Mr Sands acknowledged the global downturn had begun to hit StanChart’s markets in Asia, the Middle East and Africa in the second half of 2008, and that these regions were likely to experience further strains in the coming year.

However, he said there were important differences between emerging markets and the developed economies of the West. “Our markets are experiencing a sharp cyclical slowdown, but they don’t face the structural deleveraging facing western markets. As a result, the Asian slowdown should be much shorter.”
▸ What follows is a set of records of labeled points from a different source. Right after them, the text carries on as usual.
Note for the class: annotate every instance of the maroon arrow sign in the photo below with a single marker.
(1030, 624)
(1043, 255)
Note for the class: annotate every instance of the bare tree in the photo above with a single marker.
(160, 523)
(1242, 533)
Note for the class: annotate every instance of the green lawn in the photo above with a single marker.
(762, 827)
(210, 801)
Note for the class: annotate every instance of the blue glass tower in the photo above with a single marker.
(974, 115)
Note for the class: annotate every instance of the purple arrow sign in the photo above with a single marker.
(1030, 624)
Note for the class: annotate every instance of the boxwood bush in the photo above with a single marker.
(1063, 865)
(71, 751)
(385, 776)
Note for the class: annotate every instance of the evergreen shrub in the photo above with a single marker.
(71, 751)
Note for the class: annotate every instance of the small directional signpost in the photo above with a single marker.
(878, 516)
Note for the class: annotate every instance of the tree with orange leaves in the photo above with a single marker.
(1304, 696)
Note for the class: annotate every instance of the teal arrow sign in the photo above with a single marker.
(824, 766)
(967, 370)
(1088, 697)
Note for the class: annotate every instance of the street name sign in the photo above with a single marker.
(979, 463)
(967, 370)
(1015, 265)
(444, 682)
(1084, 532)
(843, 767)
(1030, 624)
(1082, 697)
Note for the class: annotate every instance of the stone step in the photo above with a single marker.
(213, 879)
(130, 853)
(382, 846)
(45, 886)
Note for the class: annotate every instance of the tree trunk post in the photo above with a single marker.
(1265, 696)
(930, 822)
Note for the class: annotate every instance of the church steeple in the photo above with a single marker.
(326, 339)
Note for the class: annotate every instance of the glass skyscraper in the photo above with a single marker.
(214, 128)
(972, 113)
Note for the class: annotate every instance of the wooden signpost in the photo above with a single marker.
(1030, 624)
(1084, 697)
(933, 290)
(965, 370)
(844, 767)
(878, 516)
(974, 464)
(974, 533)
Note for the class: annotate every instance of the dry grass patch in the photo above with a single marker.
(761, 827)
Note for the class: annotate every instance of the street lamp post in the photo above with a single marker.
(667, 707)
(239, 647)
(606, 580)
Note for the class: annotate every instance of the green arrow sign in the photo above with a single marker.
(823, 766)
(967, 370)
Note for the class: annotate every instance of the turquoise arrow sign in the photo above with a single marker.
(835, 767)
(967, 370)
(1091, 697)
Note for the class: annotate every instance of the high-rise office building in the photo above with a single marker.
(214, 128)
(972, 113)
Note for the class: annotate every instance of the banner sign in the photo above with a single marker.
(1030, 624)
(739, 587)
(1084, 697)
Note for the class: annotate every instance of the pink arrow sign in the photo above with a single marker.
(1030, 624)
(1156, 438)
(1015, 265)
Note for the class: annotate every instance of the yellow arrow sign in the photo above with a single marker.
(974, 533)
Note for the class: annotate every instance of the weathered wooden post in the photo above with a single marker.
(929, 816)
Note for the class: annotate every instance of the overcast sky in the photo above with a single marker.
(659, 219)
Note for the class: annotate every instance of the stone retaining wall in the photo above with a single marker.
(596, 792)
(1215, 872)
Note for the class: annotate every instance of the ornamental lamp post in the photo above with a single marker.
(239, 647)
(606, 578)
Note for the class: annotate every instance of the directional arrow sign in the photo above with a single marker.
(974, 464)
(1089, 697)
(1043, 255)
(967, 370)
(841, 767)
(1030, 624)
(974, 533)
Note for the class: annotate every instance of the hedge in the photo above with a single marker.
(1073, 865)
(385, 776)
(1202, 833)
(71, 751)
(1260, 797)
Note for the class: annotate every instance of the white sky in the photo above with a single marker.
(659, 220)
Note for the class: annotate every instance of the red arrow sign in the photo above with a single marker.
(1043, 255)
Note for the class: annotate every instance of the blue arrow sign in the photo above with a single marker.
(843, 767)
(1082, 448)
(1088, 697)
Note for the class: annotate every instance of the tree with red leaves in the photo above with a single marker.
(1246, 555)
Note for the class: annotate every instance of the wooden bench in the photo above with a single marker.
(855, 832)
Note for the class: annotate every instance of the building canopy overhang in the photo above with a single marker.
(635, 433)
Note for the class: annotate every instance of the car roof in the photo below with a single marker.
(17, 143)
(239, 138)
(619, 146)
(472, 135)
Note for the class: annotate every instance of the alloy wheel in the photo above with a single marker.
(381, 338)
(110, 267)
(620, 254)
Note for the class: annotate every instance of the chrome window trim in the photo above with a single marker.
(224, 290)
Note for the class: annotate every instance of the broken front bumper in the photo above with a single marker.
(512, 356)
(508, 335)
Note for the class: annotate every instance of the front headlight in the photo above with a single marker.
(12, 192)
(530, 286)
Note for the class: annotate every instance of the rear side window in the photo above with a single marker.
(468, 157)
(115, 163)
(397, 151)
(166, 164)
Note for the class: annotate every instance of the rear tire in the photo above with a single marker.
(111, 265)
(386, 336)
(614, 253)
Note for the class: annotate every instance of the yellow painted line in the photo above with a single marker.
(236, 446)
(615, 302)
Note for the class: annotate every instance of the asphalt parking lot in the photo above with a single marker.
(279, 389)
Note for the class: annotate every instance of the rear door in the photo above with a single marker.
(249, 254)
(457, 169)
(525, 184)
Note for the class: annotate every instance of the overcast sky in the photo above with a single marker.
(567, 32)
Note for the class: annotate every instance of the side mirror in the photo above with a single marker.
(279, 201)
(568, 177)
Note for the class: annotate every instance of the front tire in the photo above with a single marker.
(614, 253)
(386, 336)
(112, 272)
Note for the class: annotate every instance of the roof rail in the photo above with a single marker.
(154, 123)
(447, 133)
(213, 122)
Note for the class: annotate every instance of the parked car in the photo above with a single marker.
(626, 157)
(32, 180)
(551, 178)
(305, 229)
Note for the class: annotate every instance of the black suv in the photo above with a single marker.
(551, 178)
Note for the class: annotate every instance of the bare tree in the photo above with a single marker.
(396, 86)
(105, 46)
Analysts said they were surprised by the figures, and particularly by the strength of StanChart’s capital base. Though the bank topped up its capital reserves with a $3 billion rights issue late last year, the results show that its tier-one ratio – a key measure of balance-sheet strength – improved in the second half even without the benefit of the cash injection.

At the end of December, StanChart’s tier-one capital was 10.1 per cent of risk-weighted assets, while its core tier-one ratio – which excludes preference shares and other hybrid instruments – was 7.6 per cent.

Bad debt provisions jumped sharply to $1.32 billion, from $761 million in 2007, as the slowdown took effect.

In the consumer division, the increase in provisions was most marked in the fourth quarter of the year.

In the wholesale division bad debts jumped to $384 million from just $25 million.

Mr Sands said the consumer division this year would concentrate on selling more products to its existing customers, while controlling costs. Though the division’s cost base rose during the year, costs in the second half were 6 per cent lower than in the first half.